The proceeds from the sale, Tullow Oil said, was to “reduce its net debt, strengthen the balance sheet, and move the oil company towards a more conservative capital structure.”
Total E&P made the deal when the price of oil is in negatives. Typically oil producers have to pay their customers to take the oil. It is that bad as the lockdown in many countries across the globe has led to low demand for oil products.
Total E&P’s decision to buy at this time is smart. A significant price drop means that oil assets that were being sold at crazy rates a year ago are now available at far less than they are worth. If it is indeed true that Tullow had invested US$617m and agreed to sell at a price which is less that what they invested, it means that they lost US$42m even though the deal allows them “potential contingent payments after first oil.”
Was Tullow desperate to sell? Or they made the best decision because if they hold on, they may get less than what they got today?
If you listen to economists and some finance people these days, they are arguing that this isn’t the right time to start businesses. That there is no need to invest in capital assets. They argue that you should keep your money because we don’t know how long Covid-19 will be around and how the economy will react thereafter.

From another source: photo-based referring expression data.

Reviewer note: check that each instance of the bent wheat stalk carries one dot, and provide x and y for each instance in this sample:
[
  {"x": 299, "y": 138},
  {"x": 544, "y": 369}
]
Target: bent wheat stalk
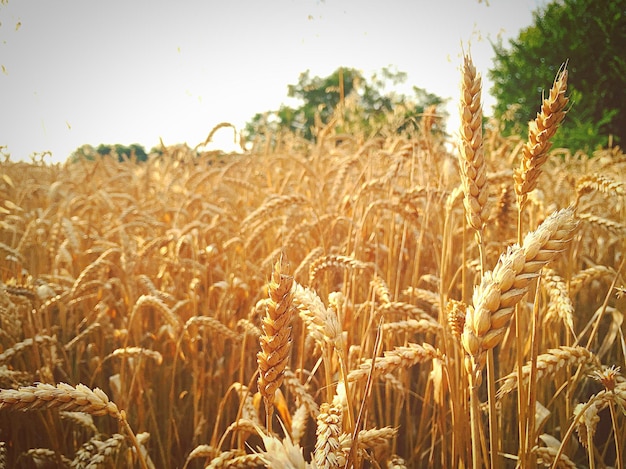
[
  {"x": 276, "y": 339},
  {"x": 500, "y": 290},
  {"x": 66, "y": 397}
]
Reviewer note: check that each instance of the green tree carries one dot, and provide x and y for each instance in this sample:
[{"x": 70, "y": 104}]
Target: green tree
[
  {"x": 122, "y": 152},
  {"x": 366, "y": 104},
  {"x": 590, "y": 36}
]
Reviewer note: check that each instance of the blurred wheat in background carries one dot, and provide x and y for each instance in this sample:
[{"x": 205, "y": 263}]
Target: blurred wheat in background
[{"x": 354, "y": 302}]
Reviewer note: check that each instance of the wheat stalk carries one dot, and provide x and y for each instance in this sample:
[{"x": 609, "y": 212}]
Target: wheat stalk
[
  {"x": 471, "y": 156},
  {"x": 400, "y": 357},
  {"x": 540, "y": 131},
  {"x": 329, "y": 427},
  {"x": 276, "y": 339},
  {"x": 549, "y": 363},
  {"x": 500, "y": 290}
]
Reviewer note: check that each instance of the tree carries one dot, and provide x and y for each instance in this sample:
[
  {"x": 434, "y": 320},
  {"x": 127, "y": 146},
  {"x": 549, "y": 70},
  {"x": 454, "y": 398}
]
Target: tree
[
  {"x": 121, "y": 152},
  {"x": 365, "y": 104},
  {"x": 591, "y": 37}
]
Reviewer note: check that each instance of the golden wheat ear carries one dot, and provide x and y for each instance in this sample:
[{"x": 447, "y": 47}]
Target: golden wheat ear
[
  {"x": 276, "y": 339},
  {"x": 487, "y": 321},
  {"x": 540, "y": 131}
]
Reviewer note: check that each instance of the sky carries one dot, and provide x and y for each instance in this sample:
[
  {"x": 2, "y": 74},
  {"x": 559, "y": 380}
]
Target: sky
[{"x": 77, "y": 72}]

Of course, it would be suicidal to simply invest all your money in capital assets when it is all gloomy. You need to have some money to help pay for certain needs such as housing, food, and medical expenses for at least one year. After that, you should invest because if we are to learn anything from Total E&P’s decision to buy Tullow’s assets in Uganda is that this the right time to buy.
Warren Buffet, the legendary stock market investor once advised that never buy when everyone is hungry. Once people aren’t hungry, pounce. Right now, most people aren’t hungry for capital assets making it the right time ever to buy. You only need to be in it for the long haul.
As businesses go under, there will be many on sale for a song for many reasons including failure to meet their loan obligations. There are going to be many foreclosures as people can’t pay their mortgages. They will want to cash in.
Bank loans are going to be hard to get. I believe it is difficult already to get a bank loan today as every projection shows an economy that is not going to recover for some time. Banks are naturally risk-averse so they will only lend money when the numbers look good. For people to survive, they will sell off some assets since they won’t be able to get loans to stay afloat.
Because the economy will be struggling, there will not be many buyers. This is what they call a buyer’s market where the seller doesn’t fully determine the price of the goods and assets he is selling. A buyer’s market is the best time to buy. Many goods and assets with few buyers creating an opportunity for those with some cash reserves. If you want to further understand this, look at the price of a tray of eggs today — from Shs12,000 four months ago to Shs3500 in some parts of Kampala. And just to remind you, there might never be a stimulus package from the government.
If you are to take advantage of this buyer’s market, be ready to hold for the long term. As the economy recovers, the assets cheaply available today will attract premium rates. Take for example real estate, the prices are going to significantly drop but in a few years, they will attract very good prices when you sell.